Output format: "|MG|level|group|baseScore(|highestScore)(|duplicates)|table|record"
- "level" indicates the matching level (one of I, F, A, B, or C).
- "group" indicates the unique ref of the group's master/best record.
- "baseScore" indicates the lowest score of each match within the group.
- "highestScore" indicates the highest score of each match within the group. Only present if outputHighestScores is enabled.
- "duplicates" indicates the number of duplicates within the group (this is one less than the group size). Only present if outputDuplicatesCount is enabled.

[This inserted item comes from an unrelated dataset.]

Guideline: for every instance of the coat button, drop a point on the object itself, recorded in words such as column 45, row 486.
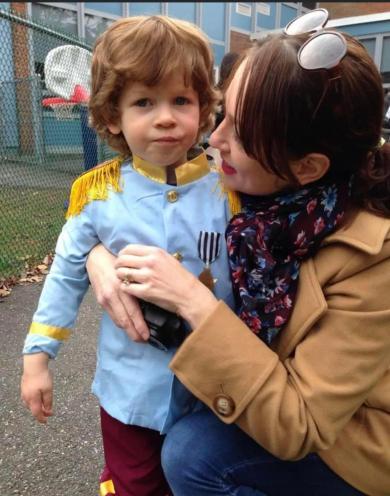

- "table" indicates which table the grouped record originates from (1 or 2 for an overlap, otherwise 0).
- "record" refers to a matching record within the group. As per record1 and record2, each record can be output as a unique ref or can be a copy of the input data.
From version 2.0.3 the first record output in each group is the master/best record.
Deduped Data
Outputs all unique records. If overlapping two tables, records are output from table 2 only.
Output format: "|DE|level|data"
- "level" indicates the matching level (one of I, F, A, B, or C).
- "data" is a copy of the input data.
Duplicate Data
Outputs all duplicate records. If overlapping two tables, records are output from table 2 only.
Output format: "|DU|level|data"
- "level" indicates the matching level (one of I, F, A, B, or C).
- "data" is a copy of the input data.
(Note that combining the Deduped and Duplicate Data output will result in a copy of the original input data. If overlapping two tables, this will be a copy of table 2.)
Matched Data
From version 2.0.3
Outputs a copy of the input data (or table 2 when overlapping) with matchrefs and basescores output for matching records.
Output format (internal dedupe): "|MD|level|group|baseScore(|highestScore)|duplicates|record"
- "level" indicates the matching level (one of I, F, A, B, or C).
- "group" indicates the unique ref of the group's master/best record.
- "baseScore" indicates the lowest score of each match within the group.
- "highestScore" indicates the highest score of each match within the group. Only present if outputHighestScores is enabled.
- "duplicates" indicates the number of duplicates within the group (this is one less than the group size).
- "record" a copy of the input data.
Output format (overlap): "|MD|level|bestMatch|score|record"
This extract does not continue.